Hoping in Ordinary Holiness
Does this mean that we should despair of the holiness of the church? Absolutely not! Just as only speaking about the ecclesial holiness and not its sinfulness leads to a warped understanding of the church, only speaking about ecclesial sin, as some inside and outside the church are tempted to do, leads to an equally mistaken theology of the church. Theologians’ hesitation to speak of ecclesial sin is rooted in awareness that God’s holiness and desire to share that holiness with the People of God is stronger than our ability to thwart God’s plans.
Claiming a perfection for the church that it does not yet possess leads to a false and fragile notion of ecclesial holiness, a premature claim for sinlessness and perfection that cannot withstand the truth of our leaders’ (and our own) fallibility.
The holiness of the church, rooted in God’s calling and in its final destiny, can still be found in its saints—both in the “big names” that grace our churches and chapels but also, and perhaps more powerfully, in what Pope Francis called in “Gaudete et Exsultate” the “next-door holiness” of ordinary Christians leading lives of quiet discipleship. The backbone of ecclesial holiness has always been God’s grace and the reception of that grace in humble, faithful, sometimes sinful yet always repentant lives of ordinary holiness.
In the coming years, thanks to further investigations and testimony, we are likely to come to greater and more painful knowledge of how deeply and repeatedly our leaders failed in their protection of minors.
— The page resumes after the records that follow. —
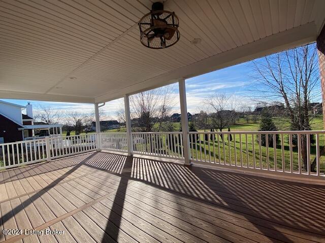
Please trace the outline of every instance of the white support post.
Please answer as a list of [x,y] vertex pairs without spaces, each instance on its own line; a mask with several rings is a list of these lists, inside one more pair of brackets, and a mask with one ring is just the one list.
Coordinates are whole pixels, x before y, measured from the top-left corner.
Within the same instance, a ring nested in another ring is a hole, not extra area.
[[125,127],[126,128],[126,141],[127,142],[127,154],[131,155],[133,151],[132,134],[131,131],[131,117],[130,115],[130,103],[128,95],[124,96],[124,105],[125,112]]
[[96,134],[97,141],[97,150],[100,151],[102,149],[102,139],[101,138],[101,124],[100,122],[100,111],[98,103],[95,105],[95,117],[96,119]]
[[181,118],[182,123],[182,135],[183,137],[183,147],[184,149],[184,165],[189,166],[190,151],[189,147],[189,137],[188,137],[188,120],[187,118],[187,107],[186,105],[186,92],[185,87],[185,78],[178,81],[179,88],[179,99],[181,105]]

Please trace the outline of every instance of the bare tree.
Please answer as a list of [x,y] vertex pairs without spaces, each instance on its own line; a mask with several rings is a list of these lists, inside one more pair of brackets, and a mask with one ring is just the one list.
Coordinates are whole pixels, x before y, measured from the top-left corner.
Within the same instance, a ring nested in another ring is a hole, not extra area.
[[[285,103],[293,130],[310,130],[310,121],[315,115],[309,114],[308,110],[311,100],[320,96],[316,51],[315,44],[307,45],[252,62],[258,91],[265,98]],[[301,144],[306,170],[306,136],[301,136]],[[313,163],[312,169],[315,166]]]
[[40,105],[36,109],[35,118],[38,122],[41,122],[46,124],[55,124],[57,123],[62,117],[62,112],[59,110],[53,109],[50,106]]
[[66,125],[74,127],[76,135],[81,133],[86,117],[87,114],[73,110],[66,112],[64,116]]
[[115,115],[117,117],[117,120],[120,123],[125,123],[126,118],[125,118],[125,110],[124,108],[119,108],[116,112]]
[[205,102],[212,112],[210,119],[213,127],[222,132],[233,124],[237,113],[233,96],[215,93],[207,98]]
[[192,120],[195,127],[198,129],[207,129],[208,128],[208,116],[206,112],[203,110],[192,116]]

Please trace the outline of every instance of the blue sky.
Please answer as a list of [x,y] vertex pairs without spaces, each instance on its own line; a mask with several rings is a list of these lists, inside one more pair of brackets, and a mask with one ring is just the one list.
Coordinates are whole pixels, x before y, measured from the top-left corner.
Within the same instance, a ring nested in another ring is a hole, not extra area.
[[[200,110],[204,108],[204,104],[207,97],[215,93],[233,95],[238,106],[246,105],[254,108],[256,102],[254,102],[252,99],[253,94],[252,90],[254,84],[250,77],[251,72],[248,62],[187,79],[186,88],[188,111],[192,114],[200,112]],[[175,105],[173,112],[179,112],[180,107],[178,87],[177,84],[174,86]],[[25,105],[27,102],[30,101],[33,105],[34,109],[37,109],[41,106],[51,106],[53,109],[62,110],[62,112],[69,110],[89,113],[94,112],[94,107],[92,104],[22,100],[3,100],[22,105]],[[106,105],[101,109],[106,114],[106,118],[115,118],[116,111],[123,108],[123,99],[119,99],[106,103]]]

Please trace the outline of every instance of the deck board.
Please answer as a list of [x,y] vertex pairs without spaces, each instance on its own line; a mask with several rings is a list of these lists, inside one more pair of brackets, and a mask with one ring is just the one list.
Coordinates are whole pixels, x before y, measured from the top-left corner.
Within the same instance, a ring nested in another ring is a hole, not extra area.
[[325,242],[325,185],[91,152],[0,172],[0,242]]

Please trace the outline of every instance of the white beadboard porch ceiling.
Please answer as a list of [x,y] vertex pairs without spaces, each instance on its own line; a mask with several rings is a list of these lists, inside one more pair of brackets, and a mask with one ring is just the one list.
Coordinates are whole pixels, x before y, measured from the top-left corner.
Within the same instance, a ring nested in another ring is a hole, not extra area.
[[167,0],[181,38],[151,50],[153,2],[1,0],[0,98],[110,100],[314,41],[325,19],[324,0]]

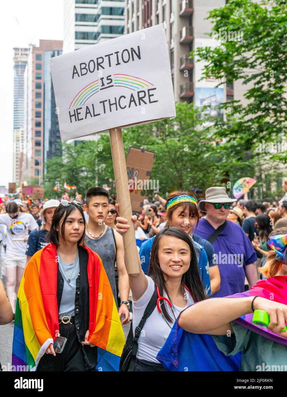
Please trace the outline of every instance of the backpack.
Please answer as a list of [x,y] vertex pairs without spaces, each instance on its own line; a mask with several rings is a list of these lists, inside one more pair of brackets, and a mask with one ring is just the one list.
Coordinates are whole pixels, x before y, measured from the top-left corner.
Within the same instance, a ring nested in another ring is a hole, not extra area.
[[155,285],[155,290],[150,299],[147,306],[145,308],[144,315],[140,322],[138,325],[136,327],[134,331],[134,335],[132,330],[132,320],[130,324],[130,331],[126,341],[126,344],[124,347],[122,357],[120,362],[120,371],[122,372],[128,370],[134,371],[136,354],[138,352],[138,341],[140,336],[142,330],[145,324],[145,322],[154,310],[157,305],[157,293]]

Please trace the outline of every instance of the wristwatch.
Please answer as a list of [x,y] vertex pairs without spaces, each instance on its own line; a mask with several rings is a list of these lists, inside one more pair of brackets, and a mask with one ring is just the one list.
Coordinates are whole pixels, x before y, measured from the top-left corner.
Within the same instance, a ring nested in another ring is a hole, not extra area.
[[120,303],[120,306],[121,306],[121,305],[122,303],[124,303],[125,304],[126,304],[127,305],[127,306],[128,306],[128,308],[130,308],[130,303],[129,302],[127,302],[126,301],[122,301],[121,302],[121,303]]

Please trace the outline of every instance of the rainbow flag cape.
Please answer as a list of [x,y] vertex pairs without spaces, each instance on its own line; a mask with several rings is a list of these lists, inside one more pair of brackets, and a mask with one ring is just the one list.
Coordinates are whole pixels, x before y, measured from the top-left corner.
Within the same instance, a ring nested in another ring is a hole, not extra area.
[[[97,368],[118,370],[125,338],[112,289],[100,258],[88,247],[83,248],[89,254],[88,340],[99,348]],[[19,287],[12,362],[22,368],[26,366],[27,370],[36,370],[47,347],[55,340],[59,328],[56,257],[56,246],[51,244],[36,252]],[[100,294],[104,299],[99,298]]]
[[[260,280],[249,291],[225,298],[256,296],[287,304],[287,276]],[[220,299],[221,298],[219,298]],[[194,304],[196,304],[196,303]],[[252,322],[253,314],[245,314],[235,322],[271,340],[287,346],[287,339]],[[241,352],[226,356],[218,349],[211,335],[187,332],[176,321],[157,358],[168,371],[238,371]]]

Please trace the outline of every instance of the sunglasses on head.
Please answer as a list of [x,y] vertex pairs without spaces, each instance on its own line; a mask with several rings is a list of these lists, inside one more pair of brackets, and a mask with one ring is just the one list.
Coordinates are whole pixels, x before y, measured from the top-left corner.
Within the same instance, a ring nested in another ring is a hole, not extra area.
[[213,202],[211,203],[211,204],[213,204],[216,210],[220,210],[222,206],[223,206],[226,210],[227,210],[231,205],[231,203],[230,202],[225,202],[224,204],[221,202]]
[[68,206],[72,205],[72,204],[75,205],[76,207],[79,207],[80,208],[82,208],[83,207],[83,204],[77,200],[74,200],[72,201],[69,201],[68,200],[63,200],[61,202],[60,204],[62,204],[64,207],[68,207]]

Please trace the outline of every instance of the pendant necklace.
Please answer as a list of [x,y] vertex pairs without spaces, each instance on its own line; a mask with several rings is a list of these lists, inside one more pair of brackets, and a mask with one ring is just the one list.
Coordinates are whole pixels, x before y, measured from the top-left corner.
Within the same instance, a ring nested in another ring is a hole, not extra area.
[[92,237],[93,237],[93,238],[94,238],[95,240],[97,240],[98,239],[99,239],[101,236],[105,232],[105,231],[106,229],[106,224],[105,224],[105,222],[103,222],[103,224],[104,225],[104,228],[97,237],[96,237],[95,236],[93,235],[93,234],[92,233],[91,233],[90,231],[89,230],[89,228],[88,227],[87,225],[86,225],[86,229],[88,233],[89,233],[89,234],[90,235],[91,235]]

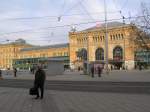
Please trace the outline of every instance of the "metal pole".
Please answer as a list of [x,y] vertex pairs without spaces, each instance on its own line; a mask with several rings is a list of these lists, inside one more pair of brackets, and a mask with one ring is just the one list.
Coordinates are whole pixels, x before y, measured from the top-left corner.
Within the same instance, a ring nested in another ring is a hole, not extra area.
[[107,5],[106,0],[104,0],[104,12],[105,12],[105,64],[106,73],[109,74],[108,70],[108,32],[107,32]]

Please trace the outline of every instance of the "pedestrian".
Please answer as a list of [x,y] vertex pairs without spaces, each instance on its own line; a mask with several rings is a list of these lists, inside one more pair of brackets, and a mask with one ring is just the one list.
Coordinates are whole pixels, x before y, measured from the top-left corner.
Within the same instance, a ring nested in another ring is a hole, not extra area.
[[42,69],[41,65],[38,65],[37,71],[35,72],[35,80],[34,80],[34,87],[37,89],[37,96],[35,99],[39,98],[39,89],[41,92],[40,98],[43,99],[45,78],[46,78],[45,71]]
[[0,79],[2,79],[2,70],[0,69]]
[[94,66],[93,65],[91,67],[91,75],[92,75],[92,77],[94,77]]
[[17,69],[14,67],[14,77],[17,77]]
[[100,66],[98,66],[97,70],[98,70],[98,77],[101,77],[102,68]]

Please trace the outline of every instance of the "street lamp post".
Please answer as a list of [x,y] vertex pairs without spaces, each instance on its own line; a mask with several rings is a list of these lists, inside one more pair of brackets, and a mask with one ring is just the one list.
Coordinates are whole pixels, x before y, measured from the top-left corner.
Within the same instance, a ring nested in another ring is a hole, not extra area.
[[105,64],[106,73],[109,74],[108,70],[108,32],[107,32],[107,5],[106,0],[104,0],[104,12],[105,12]]

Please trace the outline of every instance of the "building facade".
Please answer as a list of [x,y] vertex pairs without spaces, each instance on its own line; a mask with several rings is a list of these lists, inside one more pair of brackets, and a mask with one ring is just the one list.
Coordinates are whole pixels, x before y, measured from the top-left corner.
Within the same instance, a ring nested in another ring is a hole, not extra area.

We need to lament what was done and left undone, by us and on our behalf. We need to remember and keep retelling the dangerous memories of victims of clergy sexual abuse. We need to carry out practical reforms that will prevent further abuses of power of various kinds. But we also need to recover and renew in our lives a vision of the church as a pilgrim people, already holy yet still sinful. We need to learn to see ourselves as part of God’s ongoing project to heal and sanctify the world, begun in Christ but yet to be fulfilled, and to believe in a holy and sinful church.